Il existait des arguments en faveur d'un processus névrotique. Mais il existait aussi des arguments non négligeables en faveur d'un processus mélancolique psychotique. Les états dépressifs majeurs sont assez souvent des psychoses mélancoliques unipolaires qui justifient un traitement majeur composé de téralithe, de neuroleptique sédatif et d'antidépresseur. La décision d'hospitaliser dans ces cas d'école s'imposent absolument. Les crises pouvaient fort bien se reproduire par périodes, à intervalles fixes.
L'ITTT de cinq semaines était incontestable.
On pouvait accepter, après la sortie de la clinique, le 11.9.99, une prolongation de l'ITTT de 10 à 15 jours en dépit de la prescription d'une reprise à temps partiel.
L'évolution de l'état psychiatrique permet désormais d'affiner le diagnostic et de préciser les conclusions.
Il s'agit d'un état dépressif névrotique grave.
Equivalents dans les classifications internationales: "trouble dépressif sévère résistant" (CIM10: F32-2) et dans le DSM est "296.32: Dépression majeure récurrente"
L'incapacité de travail est patente depuis le 14.8.1999.
L'incapacité est confirmée le jour de l'expertise. Elle se prolongera sans doute pendant les trois prochains mois.
Je serais tenté de fixer la date de consolidation ce jour même. Je temporiserai cependant puisque je crois que cet état peut encore s'améliorer.
Voici la fixation détaillée des périodes d'ITTT et d'ITPT:
ITTT du 4.8.99 au 13.9.99 soit 40 jours.
ITPT au taux de 72% du 14.9.99 au 24.9.99. soit un total de 50 jours.
Une ITPT à 60% du 25.09.99 au 6.10.99 jour de l'expertise soit 12 jours.
Une ITTT du 14.08.00 au 14.09.2000 soit 30 jours.

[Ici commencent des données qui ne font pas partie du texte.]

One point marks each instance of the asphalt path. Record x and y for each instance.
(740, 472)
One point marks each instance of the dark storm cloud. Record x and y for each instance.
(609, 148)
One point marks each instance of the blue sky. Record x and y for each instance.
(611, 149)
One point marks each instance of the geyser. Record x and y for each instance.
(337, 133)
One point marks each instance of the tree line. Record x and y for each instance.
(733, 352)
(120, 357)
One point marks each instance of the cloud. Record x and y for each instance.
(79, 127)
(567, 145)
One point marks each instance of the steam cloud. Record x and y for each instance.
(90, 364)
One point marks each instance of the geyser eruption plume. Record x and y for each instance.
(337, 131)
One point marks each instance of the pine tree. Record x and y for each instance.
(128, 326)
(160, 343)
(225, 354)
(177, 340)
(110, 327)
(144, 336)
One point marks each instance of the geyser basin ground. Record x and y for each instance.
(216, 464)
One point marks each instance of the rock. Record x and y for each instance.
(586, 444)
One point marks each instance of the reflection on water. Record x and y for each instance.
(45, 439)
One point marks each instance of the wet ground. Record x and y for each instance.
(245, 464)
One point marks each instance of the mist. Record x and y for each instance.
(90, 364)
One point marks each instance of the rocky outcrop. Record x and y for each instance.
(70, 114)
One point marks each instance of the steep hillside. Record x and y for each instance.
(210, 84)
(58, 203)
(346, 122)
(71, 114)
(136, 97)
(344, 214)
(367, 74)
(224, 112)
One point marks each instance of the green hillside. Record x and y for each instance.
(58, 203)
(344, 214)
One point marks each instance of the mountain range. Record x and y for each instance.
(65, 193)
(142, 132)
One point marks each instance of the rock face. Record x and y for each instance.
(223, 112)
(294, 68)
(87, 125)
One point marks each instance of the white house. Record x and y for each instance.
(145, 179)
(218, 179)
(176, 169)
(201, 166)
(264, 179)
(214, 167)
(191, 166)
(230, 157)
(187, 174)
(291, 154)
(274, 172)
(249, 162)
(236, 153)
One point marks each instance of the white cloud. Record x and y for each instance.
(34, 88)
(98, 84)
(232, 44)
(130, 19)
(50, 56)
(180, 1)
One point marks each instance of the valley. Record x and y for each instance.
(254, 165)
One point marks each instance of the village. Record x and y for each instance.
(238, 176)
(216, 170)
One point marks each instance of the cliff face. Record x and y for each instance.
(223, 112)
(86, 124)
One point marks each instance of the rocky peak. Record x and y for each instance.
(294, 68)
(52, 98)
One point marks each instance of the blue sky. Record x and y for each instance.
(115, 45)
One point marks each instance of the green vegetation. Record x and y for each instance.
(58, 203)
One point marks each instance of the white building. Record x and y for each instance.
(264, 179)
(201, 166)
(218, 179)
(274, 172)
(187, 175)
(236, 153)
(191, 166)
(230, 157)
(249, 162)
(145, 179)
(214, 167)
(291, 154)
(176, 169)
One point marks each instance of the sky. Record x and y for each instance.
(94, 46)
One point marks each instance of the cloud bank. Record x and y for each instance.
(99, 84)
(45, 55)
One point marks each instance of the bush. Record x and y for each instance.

Une ITPT à 75% du 14.09.00 au 6.11.00 jour de l'expertise soit 84 jours.
Une ITPT supplémentaire à 70% du 6.11.99 au 4.2.2000 soit 90 jours. Ce taux devrait être confirmé ou infirmé à l'issue de la période d'arrêt de travail. Il se peut en effet qu'il apparaisse plus faible.
Une expertise complémentaire serait utile pour préciser le taux d'ITPT à la fin de l'arrêt de travail, pour fixer la date de consolidation et évaluer l'IPP éventuelle. Celle-ci devrait être effectuée au cours des premiers mois de l'an 2001.
CONCLUSION
ITTT du 4.8.99 au 13.9.99 soit 40 jours.
ITTP au taux de 72% du 14.9.99 au 24.9.99. soit un total de 50 jours.
Une ITTP à 60% du 25.09.99 au 6.10.99 jour de l'expertise soit 12 jours.
Une ITTT du 14.08.00 au 14.09.2000 soit 30 jours.
Une ITTP à 75% du 14.09.00 au 6.11.00 jour de l'expertise soit 84 jours.
Une ITTP supplémentaire à 70% du 6.11.99 au 4.2.2000 soit 90 jours.
Le taux de celle-ci devrait être confirmé ou infirmé à l'issue de la période d'arrêt de travail.
La date de consolidation ne peut pas encore être fixée. Il est donc prématuré de fixer l'IPP.
Une expertise complémentaire serait utile pour préciser le taux d'ITPT à la fin de l'arrêt de travail, pour fixer la date de consolidation et évaluer l'IPP éventuelle. Celle-ci devrait être effectuée au cours des premiers mois de l'an 2001.